Vendrig is emphatic about having his team's continuous interaction with the clinicians, ensuring they have clinical sponsor for their projects. It is important for the IT team not to "get too distant from the reality of doctor patient encounters", he says. They invite clinicians to give briefings, in order to bring a "more clinical culture into our teams".

He is also seeing a move towards clinicians and patients collaborating around a central place, in a Web 2.0 environment. He says there are huge challenges, however, in this shift. "It comes back to how can we keep systems safe and reliable? How can we share information in a sensible, safe and secure way? Who can access [the] information?"

He says that instead of large scale investments in that space, healthAlliance is looking for smaller scale projects working with a small number of strategic health IT partners.

Cross department and cross agency collaboration is also important for planning, research, education and business support functions. He says an incremental approach is preferred in this area and there is a real concern around long-term licensing arrangements. He says open source can provide alternative licensing mechanisms. "The scale of licensing is a real challenge," he says. "I am happy to look at hosted or as a service type options. Cloud service offerings are becoming more relevant to the sector every day; I do not have to manage or host it all myself."

More important is having the business enablement team skill set that understands the technology. "Effective collaboration doesn't happen automatically," he says. "Everybody says it is easy to set up a wiki and everybody will use it.
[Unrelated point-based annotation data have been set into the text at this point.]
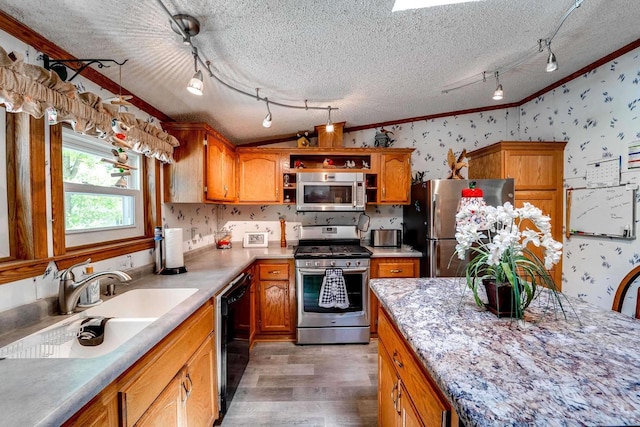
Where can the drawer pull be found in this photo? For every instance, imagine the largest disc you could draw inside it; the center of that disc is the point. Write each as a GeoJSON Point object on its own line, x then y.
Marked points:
{"type": "Point", "coordinates": [396, 361]}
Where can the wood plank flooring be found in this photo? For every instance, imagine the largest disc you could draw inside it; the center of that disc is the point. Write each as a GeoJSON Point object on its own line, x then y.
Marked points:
{"type": "Point", "coordinates": [312, 385]}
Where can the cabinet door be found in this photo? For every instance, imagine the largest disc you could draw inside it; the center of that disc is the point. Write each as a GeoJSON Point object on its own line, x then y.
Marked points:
{"type": "Point", "coordinates": [387, 390]}
{"type": "Point", "coordinates": [395, 179]}
{"type": "Point", "coordinates": [258, 178]}
{"type": "Point", "coordinates": [201, 386]}
{"type": "Point", "coordinates": [274, 307]}
{"type": "Point", "coordinates": [166, 409]}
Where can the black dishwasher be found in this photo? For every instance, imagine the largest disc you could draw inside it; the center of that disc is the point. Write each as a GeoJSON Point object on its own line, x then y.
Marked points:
{"type": "Point", "coordinates": [235, 311]}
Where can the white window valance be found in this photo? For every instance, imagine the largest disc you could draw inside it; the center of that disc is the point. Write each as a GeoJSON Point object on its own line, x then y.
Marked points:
{"type": "Point", "coordinates": [32, 89]}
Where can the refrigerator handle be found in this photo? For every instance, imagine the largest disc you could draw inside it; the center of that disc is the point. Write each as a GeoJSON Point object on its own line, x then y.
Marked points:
{"type": "Point", "coordinates": [435, 216]}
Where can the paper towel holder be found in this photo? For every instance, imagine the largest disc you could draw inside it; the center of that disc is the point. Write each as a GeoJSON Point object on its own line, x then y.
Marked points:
{"type": "Point", "coordinates": [159, 259]}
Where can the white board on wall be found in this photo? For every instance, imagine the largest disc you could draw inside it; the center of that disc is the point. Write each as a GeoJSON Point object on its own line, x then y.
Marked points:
{"type": "Point", "coordinates": [602, 212]}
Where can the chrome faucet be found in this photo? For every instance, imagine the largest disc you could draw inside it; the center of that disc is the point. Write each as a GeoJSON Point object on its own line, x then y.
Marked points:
{"type": "Point", "coordinates": [69, 290]}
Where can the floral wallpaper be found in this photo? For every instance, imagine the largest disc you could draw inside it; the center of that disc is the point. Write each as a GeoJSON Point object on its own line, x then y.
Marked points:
{"type": "Point", "coordinates": [597, 115]}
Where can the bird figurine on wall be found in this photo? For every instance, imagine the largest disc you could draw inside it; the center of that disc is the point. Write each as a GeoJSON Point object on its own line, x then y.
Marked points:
{"type": "Point", "coordinates": [456, 165]}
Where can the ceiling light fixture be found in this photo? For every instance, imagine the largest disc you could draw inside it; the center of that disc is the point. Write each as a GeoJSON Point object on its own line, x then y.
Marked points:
{"type": "Point", "coordinates": [329, 126]}
{"type": "Point", "coordinates": [196, 84]}
{"type": "Point", "coordinates": [552, 63]}
{"type": "Point", "coordinates": [267, 119]}
{"type": "Point", "coordinates": [551, 59]}
{"type": "Point", "coordinates": [187, 26]}
{"type": "Point", "coordinates": [499, 93]}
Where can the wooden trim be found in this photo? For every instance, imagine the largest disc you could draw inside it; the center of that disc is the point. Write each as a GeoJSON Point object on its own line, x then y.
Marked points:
{"type": "Point", "coordinates": [102, 252]}
{"type": "Point", "coordinates": [38, 187]}
{"type": "Point", "coordinates": [613, 55]}
{"type": "Point", "coordinates": [25, 34]}
{"type": "Point", "coordinates": [621, 292]}
{"type": "Point", "coordinates": [57, 190]}
{"type": "Point", "coordinates": [18, 270]}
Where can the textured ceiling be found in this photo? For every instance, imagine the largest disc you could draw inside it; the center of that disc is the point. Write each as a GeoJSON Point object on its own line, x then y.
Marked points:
{"type": "Point", "coordinates": [355, 55]}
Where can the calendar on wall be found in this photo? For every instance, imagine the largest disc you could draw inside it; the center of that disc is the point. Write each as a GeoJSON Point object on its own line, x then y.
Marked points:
{"type": "Point", "coordinates": [604, 173]}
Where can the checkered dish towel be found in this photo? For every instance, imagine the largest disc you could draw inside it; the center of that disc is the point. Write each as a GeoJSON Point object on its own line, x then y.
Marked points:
{"type": "Point", "coordinates": [333, 292]}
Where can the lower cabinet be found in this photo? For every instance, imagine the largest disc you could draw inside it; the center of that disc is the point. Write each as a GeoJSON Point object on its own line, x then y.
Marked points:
{"type": "Point", "coordinates": [275, 300]}
{"type": "Point", "coordinates": [174, 384]}
{"type": "Point", "coordinates": [407, 396]}
{"type": "Point", "coordinates": [383, 268]}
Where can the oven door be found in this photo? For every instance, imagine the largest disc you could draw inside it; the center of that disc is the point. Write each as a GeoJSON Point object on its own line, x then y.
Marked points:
{"type": "Point", "coordinates": [330, 196]}
{"type": "Point", "coordinates": [311, 315]}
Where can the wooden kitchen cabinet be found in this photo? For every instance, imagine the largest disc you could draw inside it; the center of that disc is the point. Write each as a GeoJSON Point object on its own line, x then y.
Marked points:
{"type": "Point", "coordinates": [382, 268]}
{"type": "Point", "coordinates": [537, 170]}
{"type": "Point", "coordinates": [395, 178]}
{"type": "Point", "coordinates": [275, 299]}
{"type": "Point", "coordinates": [175, 383]}
{"type": "Point", "coordinates": [259, 178]}
{"type": "Point", "coordinates": [407, 396]}
{"type": "Point", "coordinates": [204, 168]}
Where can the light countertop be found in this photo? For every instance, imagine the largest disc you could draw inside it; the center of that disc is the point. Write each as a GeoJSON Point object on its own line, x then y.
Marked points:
{"type": "Point", "coordinates": [45, 392]}
{"type": "Point", "coordinates": [546, 371]}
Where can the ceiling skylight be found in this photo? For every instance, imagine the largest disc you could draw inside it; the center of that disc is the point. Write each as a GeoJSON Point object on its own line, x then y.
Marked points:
{"type": "Point", "coordinates": [419, 4]}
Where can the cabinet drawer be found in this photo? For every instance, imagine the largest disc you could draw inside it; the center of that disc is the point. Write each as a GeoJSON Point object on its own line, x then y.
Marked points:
{"type": "Point", "coordinates": [430, 404]}
{"type": "Point", "coordinates": [274, 271]}
{"type": "Point", "coordinates": [396, 269]}
{"type": "Point", "coordinates": [162, 363]}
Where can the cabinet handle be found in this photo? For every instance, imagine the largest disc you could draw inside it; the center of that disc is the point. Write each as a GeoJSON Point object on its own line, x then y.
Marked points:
{"type": "Point", "coordinates": [396, 361]}
{"type": "Point", "coordinates": [190, 389]}
{"type": "Point", "coordinates": [394, 396]}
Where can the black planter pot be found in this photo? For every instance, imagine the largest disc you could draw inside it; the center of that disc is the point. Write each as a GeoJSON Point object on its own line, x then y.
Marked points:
{"type": "Point", "coordinates": [501, 299]}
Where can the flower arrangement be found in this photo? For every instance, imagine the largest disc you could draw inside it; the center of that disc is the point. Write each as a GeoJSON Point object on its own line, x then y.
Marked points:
{"type": "Point", "coordinates": [496, 239]}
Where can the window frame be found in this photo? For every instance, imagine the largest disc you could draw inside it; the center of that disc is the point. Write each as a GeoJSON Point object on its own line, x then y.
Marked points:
{"type": "Point", "coordinates": [99, 235]}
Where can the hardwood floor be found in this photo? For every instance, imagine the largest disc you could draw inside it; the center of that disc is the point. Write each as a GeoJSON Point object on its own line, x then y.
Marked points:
{"type": "Point", "coordinates": [313, 385]}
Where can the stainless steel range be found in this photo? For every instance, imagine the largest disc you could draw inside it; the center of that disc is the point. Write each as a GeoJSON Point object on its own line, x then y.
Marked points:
{"type": "Point", "coordinates": [332, 284]}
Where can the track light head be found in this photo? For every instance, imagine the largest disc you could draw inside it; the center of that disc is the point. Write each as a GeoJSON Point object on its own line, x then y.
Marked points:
{"type": "Point", "coordinates": [499, 93]}
{"type": "Point", "coordinates": [196, 84]}
{"type": "Point", "coordinates": [552, 63]}
{"type": "Point", "coordinates": [329, 126]}
{"type": "Point", "coordinates": [267, 121]}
It is the making it work that is really the challenge."

He says an "incremental approach" would be to build a "business enablement team that will work with departments and make it work with them".

He says at the moment, they are using some software as a service, such as the Moodle online learning environment. "There is an awful lot of potential for both clinical and administrative collaboration solutions and," he says. "We can do a lot more; there is a lot more users out there that would love us to do more in this space."

Open conversations

Having worked on both the demand and supply side of IT services, Vendrig has a strategy for vendor management other CIOs can adopt. "That background, that understanding is very powerful to have now as well because you can have those open conversations with your suppliers," he says. "Every year, I take my business plan and publish it to all my contacts in the supplier market." The underlying message is this: "If you want to talk to me about something, this is what we are up to. If you can help me with this, then please talk to me. If you can't, please stay away because it will be just a waste of time."

If he does get a cold call, he says, he just sends that information. "Have a look at this," he would say. "If you can highlight a couple of paragraphs on how you can make a difference to me, then let us talk."

Vendrig unwinds by fishing, running and mountain biking. These activities, he says, are "family time" for him and a way to stay fit. He loves to travel and spent four weeks in Nepal with his Kiwi wife last November. "No phones, no electricity, just hiking," he says, smiling. "It is refreshing to have a complete break now and then."